It could be argued that in these telling scenes, Snowtown fails to isolate a solid motive - aside from a vague sense of misplaced (a)moral outrage - for the murderous actions of Bunting and his followers.
It could also be argued that a man as sick as John Bunting did not need a fathomable reason to end anothers life.
The final judgment on the matter is left to the viewer.
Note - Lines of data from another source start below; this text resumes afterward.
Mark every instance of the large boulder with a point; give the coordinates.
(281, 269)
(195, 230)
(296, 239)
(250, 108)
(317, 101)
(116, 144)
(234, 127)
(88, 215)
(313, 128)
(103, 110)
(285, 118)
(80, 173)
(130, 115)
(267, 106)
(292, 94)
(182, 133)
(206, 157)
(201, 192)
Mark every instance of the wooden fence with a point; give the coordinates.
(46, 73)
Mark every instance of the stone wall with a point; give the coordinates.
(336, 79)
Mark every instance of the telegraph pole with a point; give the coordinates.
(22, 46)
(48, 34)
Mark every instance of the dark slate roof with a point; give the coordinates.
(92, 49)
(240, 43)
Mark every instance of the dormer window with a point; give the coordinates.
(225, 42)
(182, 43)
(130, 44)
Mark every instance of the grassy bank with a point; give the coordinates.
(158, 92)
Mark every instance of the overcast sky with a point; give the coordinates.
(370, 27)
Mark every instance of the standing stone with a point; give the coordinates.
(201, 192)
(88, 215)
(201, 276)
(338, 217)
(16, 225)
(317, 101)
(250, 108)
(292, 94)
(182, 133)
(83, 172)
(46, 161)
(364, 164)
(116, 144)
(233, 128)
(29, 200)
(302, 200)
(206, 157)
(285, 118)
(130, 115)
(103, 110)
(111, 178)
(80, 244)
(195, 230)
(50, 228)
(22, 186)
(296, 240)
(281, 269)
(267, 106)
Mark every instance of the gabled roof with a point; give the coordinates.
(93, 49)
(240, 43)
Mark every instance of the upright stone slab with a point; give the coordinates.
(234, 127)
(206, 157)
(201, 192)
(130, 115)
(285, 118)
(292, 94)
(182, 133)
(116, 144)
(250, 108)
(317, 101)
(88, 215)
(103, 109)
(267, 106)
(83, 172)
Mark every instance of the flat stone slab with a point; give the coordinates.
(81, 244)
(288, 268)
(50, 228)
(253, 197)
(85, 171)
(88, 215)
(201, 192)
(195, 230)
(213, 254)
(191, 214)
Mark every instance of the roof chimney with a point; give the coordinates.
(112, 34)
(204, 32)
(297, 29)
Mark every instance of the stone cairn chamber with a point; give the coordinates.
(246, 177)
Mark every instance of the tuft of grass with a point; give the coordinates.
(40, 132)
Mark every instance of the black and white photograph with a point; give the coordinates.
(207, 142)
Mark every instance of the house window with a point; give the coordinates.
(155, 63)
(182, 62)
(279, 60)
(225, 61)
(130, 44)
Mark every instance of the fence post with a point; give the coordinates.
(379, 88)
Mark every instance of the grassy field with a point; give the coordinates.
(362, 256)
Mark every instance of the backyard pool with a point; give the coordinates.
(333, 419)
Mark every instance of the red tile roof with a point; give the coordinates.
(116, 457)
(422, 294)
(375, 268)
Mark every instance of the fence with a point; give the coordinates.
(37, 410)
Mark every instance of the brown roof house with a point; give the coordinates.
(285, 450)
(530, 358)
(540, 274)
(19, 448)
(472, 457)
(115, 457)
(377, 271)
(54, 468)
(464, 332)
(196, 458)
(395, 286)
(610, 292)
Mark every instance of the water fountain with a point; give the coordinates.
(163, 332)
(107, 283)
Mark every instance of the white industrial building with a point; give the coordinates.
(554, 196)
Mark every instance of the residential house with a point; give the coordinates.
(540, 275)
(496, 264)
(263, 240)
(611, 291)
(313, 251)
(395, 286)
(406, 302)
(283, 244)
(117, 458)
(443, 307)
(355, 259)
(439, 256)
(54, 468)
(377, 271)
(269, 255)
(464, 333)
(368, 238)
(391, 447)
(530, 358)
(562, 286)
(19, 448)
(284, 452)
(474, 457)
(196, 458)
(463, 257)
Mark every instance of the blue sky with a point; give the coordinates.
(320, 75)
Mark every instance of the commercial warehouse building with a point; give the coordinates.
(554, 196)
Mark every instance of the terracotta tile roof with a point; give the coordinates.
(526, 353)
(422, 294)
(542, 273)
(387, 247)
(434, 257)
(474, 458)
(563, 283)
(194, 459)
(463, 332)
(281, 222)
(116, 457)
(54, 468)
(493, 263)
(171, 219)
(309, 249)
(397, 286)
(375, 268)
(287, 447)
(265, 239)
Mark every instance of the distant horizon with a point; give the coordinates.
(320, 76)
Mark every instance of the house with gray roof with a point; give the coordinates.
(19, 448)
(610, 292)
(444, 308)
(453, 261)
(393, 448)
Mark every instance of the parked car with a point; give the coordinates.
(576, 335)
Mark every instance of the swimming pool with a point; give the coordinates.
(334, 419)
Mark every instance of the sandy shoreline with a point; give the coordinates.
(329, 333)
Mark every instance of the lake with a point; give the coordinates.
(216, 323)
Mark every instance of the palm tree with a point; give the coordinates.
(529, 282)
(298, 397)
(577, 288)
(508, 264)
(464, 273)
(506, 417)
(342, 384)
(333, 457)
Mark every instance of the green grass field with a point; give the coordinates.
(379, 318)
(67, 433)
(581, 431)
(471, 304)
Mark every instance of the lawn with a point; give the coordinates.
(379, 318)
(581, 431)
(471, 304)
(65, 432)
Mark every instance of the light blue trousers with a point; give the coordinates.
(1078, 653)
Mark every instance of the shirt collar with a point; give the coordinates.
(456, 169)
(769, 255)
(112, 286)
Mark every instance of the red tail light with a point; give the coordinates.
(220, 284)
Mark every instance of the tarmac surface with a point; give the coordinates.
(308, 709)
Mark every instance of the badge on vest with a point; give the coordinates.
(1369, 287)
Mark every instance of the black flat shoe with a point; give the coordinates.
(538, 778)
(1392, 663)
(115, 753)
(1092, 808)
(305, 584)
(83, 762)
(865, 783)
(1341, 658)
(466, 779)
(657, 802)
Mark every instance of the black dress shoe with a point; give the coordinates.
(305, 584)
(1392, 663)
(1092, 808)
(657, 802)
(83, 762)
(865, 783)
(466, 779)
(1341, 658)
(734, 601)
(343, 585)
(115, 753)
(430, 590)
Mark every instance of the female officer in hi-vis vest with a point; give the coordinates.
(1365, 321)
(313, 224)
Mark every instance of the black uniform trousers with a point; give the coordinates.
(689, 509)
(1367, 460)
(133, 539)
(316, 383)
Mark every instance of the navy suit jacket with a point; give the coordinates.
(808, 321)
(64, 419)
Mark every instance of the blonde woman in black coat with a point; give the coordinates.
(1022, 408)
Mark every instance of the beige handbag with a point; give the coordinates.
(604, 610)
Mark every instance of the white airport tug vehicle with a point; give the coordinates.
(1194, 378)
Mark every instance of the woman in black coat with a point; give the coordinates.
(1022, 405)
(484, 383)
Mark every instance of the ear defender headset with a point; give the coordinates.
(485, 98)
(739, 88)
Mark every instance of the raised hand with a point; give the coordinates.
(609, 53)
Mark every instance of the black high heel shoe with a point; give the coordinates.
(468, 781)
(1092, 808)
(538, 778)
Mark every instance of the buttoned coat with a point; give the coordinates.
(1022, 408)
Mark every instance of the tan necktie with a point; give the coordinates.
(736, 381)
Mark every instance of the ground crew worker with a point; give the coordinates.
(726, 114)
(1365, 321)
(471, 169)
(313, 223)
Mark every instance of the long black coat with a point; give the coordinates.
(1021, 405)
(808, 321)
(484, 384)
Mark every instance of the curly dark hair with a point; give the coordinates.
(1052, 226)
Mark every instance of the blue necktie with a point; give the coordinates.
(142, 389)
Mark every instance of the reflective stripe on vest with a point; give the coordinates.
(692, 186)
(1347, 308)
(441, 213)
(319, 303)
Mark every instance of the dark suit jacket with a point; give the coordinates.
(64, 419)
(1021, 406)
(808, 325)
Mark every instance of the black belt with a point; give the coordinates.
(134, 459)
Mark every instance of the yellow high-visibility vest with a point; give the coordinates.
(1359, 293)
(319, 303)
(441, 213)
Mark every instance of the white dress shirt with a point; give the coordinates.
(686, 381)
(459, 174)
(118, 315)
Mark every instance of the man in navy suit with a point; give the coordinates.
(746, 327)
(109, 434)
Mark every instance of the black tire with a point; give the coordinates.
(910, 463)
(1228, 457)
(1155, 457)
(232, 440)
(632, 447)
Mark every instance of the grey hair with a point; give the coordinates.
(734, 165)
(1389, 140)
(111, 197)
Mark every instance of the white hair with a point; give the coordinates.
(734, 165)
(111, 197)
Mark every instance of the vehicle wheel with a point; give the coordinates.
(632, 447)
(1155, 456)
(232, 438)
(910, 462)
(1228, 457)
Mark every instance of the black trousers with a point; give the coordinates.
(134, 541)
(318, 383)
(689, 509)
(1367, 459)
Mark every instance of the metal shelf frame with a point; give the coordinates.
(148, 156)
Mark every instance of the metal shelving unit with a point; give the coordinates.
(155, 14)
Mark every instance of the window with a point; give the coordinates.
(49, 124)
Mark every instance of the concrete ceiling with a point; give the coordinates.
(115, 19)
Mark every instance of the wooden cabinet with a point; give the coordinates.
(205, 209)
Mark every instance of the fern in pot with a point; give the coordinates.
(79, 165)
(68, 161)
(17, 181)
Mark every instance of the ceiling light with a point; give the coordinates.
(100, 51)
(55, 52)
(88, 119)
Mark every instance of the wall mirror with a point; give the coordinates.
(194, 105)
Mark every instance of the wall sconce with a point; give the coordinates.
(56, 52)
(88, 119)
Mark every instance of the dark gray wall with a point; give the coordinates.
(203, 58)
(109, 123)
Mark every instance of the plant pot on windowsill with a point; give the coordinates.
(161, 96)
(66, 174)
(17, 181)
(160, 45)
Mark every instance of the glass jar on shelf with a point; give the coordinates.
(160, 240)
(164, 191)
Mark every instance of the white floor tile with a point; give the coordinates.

And after you come to experience in graphic detail what came to be known as the "bodies in the barrels" case, you may be too upset to deliver your verdict.
Because Snowtown is doomed in many ways to leave viewers in varying states of shock, it may be overlooked that the film has been made with measured sensitivity and genuine intelligence.
Special mention must be made of three first-class contributions that set this extraordinary film apart from the rest.
The direction of Justin Kurzel heralds the arrival of a fully-formed talent who is sure to go on to bigger things in the years to come.
Cinematographer Adam Arkapaw (who also lensed last year's acclaimed crime pic Animal Kingdom) is one of the most exciting creatives working with a camera anywhere in the world right now.
And last, but by no means least, the unfeasibly immersive performance of the unheralded Daniel Henshall as John Bunting - both repelling and compelling every step of the way - is acting of the highest calibre.
The intensely naturalistic performances that Kurzel has extracted from his hand-picked supporting cast of unknowns and amateurs (several of whom live in the same neighbourhoods canvassed here) lend the film a gut-wrenching authenticity and damaged grace that cannot be denied.